Home starts to stay above 200,000 units in 2020 and 2021
October 30, 2019
Canadian consumers and home builders will apparently brush off the two-year downturn in the housing market and push new home starts over the 200,000-unit level in each of the next two years, according to a forecast from Canada Mortgage and Housing Corporation (CMHC).
Higher starts in 2020 and 2021 will reverse a two-year decline in starts that will see residential construction slip to the 194,000-unit range in 2019, the federal housing agency says.
CMHC notes a combination of higher job growth and record levels of immigration will propel the new home market. This year and next, total immigration is forecast to reach 318,000 people—a record pace—and the federal government hopes to ramp annual immigration to the 350,000-person range over the next decade.
Total national housing starts, at the high-end of the forecast, could reach 204,300 units next year and 206,300 new home starts by 2021.
In Ontario—which takes in more than a third of immigrants—housing starts are forecast to increase to maximum of 69,800 in 2020 and could spike to more than 74,000 in 2021, compared to a maximum of 64,700 starts this year. Condominiums and other multi-family projects will dominate construction, accounting for at least 65 per cent of new Ontario housing starts to 2021, according to the CMHC forecast.

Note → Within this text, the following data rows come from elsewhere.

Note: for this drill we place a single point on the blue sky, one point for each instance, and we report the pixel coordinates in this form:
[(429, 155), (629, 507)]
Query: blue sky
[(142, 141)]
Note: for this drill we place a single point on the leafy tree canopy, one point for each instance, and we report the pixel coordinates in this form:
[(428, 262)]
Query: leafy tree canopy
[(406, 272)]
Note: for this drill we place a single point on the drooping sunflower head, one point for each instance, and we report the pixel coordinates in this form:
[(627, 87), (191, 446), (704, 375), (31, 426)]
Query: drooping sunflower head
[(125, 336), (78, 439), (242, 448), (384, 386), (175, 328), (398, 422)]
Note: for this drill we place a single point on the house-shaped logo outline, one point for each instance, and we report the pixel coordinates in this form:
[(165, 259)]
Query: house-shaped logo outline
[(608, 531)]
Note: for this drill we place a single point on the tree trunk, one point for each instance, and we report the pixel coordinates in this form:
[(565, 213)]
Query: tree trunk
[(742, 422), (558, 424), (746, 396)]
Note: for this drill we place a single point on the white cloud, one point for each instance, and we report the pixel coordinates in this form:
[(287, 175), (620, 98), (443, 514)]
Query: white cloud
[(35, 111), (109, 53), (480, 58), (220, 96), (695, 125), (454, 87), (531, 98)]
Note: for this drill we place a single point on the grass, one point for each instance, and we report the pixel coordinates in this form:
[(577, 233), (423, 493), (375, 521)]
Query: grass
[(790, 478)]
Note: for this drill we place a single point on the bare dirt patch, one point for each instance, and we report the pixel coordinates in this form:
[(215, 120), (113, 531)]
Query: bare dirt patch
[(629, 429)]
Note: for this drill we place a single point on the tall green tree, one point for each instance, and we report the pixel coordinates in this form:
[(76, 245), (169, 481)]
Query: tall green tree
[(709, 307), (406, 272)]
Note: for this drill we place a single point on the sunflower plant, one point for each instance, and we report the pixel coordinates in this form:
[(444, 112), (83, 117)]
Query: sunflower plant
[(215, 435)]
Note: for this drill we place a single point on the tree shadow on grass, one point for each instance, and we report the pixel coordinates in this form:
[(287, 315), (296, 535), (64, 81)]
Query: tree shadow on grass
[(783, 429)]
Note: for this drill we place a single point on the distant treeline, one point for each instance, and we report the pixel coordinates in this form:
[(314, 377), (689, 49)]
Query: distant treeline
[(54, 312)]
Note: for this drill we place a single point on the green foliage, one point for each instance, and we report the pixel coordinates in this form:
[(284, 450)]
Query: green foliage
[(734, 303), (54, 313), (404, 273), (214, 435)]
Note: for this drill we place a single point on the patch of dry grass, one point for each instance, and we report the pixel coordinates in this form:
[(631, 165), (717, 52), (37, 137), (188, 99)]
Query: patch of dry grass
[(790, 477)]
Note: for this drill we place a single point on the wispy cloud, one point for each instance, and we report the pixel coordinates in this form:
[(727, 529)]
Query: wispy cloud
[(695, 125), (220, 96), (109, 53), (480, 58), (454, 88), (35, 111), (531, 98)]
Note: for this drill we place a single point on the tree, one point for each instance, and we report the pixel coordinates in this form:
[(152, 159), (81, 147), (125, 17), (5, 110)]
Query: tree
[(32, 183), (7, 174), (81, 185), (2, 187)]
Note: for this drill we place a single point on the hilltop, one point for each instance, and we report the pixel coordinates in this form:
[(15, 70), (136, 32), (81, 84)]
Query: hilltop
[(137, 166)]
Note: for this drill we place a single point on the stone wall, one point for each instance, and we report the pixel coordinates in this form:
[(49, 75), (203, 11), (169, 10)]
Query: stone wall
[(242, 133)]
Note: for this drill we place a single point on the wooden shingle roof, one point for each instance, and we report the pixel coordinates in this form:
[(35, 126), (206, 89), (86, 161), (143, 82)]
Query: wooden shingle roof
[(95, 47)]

Quebec, which has experienced robust housing construction since 2017, will see more moderate housing starts next year, however, with total starts declining slightly. The high-end of the CMHC outlook sees Quebec starts slipping from a maximum of 51,000 units in 2019 to 48,700 in 2020 and 47,500 in 2021. The reason, according to CMHC, is “slower economic growth and rising borrowing costs [that] will moderate activity through 2020.”
Canada’s other big new home market, British Columbia, will experience an uptick in housing starts, however. Total starts next year are expected to be in the range of 40,700 to 44,700 and could rise to nearly 46,000 in 2021, CMHC said, which would be an increase from the projected 42,000 starts in 2019.
CMHC is forecasting a slight increase in the five-year mortgage rate to the 5.5 to 5.6 per cent level over the next couple of years—slightly higher than the current rate of around 5.3 per cent.